Forum Lecture: Re-Assembling Practice

Categories: Lectures and Seminars, Virtual | Intended for

Monday, November 22, 2021

6:00 PM - 7:30 PM | Add to calendar

Location Details

Online

Contact Information

Maria Cook, xxx, maria.cook3@carleton.ca

Cost

$0

About this Event

Host Organization: Azrieli School of Architecture & Urbanism
More Information: Please click here for additional details.

Speaker:
Dr. Felecia Davis is an assistant professor at Pennsylvania State University’s Stuckeman Center for Design and Computation and director of SOFTLAB@PSU. She is also the principal of Felecia Davis Studio.

She has lectured, taught workshops, published, and exhibited her work in textiles, computation, and architecture internationally, including at the Swedish School of Textiles, Microsoft Research, and the Media Lab at the Massachusetts Institute of Technology (MIT).

In addition, Davis has received several finalist awards for her architectural designs in open and invited competitions, such as the California Valley Central History Museum, the Queens Museum of Art addition, the Pittsburgh Charm Bracelet Neighborhood revitalization competition, and the Little Haiti Housing Association in Miami.

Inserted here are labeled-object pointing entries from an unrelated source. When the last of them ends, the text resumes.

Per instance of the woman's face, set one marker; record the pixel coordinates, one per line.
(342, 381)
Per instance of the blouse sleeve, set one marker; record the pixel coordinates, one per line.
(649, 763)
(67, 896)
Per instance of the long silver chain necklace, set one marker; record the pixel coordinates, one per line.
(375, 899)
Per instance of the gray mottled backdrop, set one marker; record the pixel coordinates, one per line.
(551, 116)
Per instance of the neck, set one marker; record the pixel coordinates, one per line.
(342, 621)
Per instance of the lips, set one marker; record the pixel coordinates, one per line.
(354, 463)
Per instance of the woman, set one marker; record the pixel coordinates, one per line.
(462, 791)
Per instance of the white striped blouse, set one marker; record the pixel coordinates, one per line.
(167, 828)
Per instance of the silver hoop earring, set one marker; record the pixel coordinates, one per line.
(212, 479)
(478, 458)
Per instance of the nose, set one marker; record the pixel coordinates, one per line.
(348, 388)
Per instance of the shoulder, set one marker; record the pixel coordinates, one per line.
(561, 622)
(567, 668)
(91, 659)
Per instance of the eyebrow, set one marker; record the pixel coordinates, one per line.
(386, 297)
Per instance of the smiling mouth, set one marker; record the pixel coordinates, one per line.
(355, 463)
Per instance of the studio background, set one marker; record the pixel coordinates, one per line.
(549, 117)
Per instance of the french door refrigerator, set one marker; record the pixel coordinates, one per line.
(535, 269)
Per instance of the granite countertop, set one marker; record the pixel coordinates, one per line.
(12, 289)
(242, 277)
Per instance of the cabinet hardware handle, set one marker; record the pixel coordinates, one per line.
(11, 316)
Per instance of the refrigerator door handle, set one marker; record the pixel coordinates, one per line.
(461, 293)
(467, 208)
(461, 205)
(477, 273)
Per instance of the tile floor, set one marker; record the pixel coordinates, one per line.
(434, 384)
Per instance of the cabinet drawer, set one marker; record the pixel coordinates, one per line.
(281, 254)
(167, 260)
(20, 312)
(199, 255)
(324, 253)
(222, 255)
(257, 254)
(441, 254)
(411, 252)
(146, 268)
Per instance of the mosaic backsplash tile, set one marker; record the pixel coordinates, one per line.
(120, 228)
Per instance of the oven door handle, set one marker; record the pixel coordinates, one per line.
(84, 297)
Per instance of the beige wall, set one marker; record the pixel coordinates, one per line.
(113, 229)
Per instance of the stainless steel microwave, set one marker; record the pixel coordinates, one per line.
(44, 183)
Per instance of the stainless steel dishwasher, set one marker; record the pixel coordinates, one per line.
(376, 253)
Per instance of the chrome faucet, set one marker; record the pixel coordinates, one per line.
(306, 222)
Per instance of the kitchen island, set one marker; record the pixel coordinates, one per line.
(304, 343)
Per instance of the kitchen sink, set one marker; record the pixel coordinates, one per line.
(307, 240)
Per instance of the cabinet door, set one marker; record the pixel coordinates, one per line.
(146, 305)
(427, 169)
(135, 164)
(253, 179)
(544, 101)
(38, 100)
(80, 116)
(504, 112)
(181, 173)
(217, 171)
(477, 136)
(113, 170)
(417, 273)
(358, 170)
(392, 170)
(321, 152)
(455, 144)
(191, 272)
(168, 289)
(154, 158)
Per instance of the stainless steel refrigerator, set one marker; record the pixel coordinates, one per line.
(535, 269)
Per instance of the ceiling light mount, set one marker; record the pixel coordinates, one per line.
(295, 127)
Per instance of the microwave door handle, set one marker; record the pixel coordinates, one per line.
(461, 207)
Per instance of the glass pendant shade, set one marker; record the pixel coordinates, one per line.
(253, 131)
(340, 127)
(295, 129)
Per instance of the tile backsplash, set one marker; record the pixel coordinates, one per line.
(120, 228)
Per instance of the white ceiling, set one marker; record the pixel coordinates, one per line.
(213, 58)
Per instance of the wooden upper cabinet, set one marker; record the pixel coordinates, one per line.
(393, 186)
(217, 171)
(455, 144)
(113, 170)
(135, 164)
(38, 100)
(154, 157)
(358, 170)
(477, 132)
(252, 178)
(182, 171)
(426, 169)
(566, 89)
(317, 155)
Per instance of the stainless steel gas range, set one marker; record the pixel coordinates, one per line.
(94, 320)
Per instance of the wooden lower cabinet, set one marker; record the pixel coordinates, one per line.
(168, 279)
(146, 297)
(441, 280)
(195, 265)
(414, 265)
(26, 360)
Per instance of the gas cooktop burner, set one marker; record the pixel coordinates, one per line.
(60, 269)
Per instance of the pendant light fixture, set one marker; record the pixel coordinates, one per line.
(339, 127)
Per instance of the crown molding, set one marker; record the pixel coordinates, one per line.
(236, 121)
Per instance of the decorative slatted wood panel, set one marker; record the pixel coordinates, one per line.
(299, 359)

Davis has taught architectural design for more than 10 years, including at Cornell University, and design studios, most recently at Princeton University and the Cooper Union in New York. She earned a PhD from the Design and Computation Group in the School of Architecture and Planning at MIT, and received her MArch from Princeton University. She also holds a BSc. in Engineering from Tufts University.

Topic:
This lecture will discuss current opportunities and challenges to conceive new modes of practice, reflecting on how we might re-assemble team structures and office hierarchies while further bridging academic research with pedagogy and professional practice. By showcasing of Dr. Davis’s work, the lecture will focus on new means of design collaboration, foregrounding the increasingly blurred lines between professional and academic pursuits, theory and practice.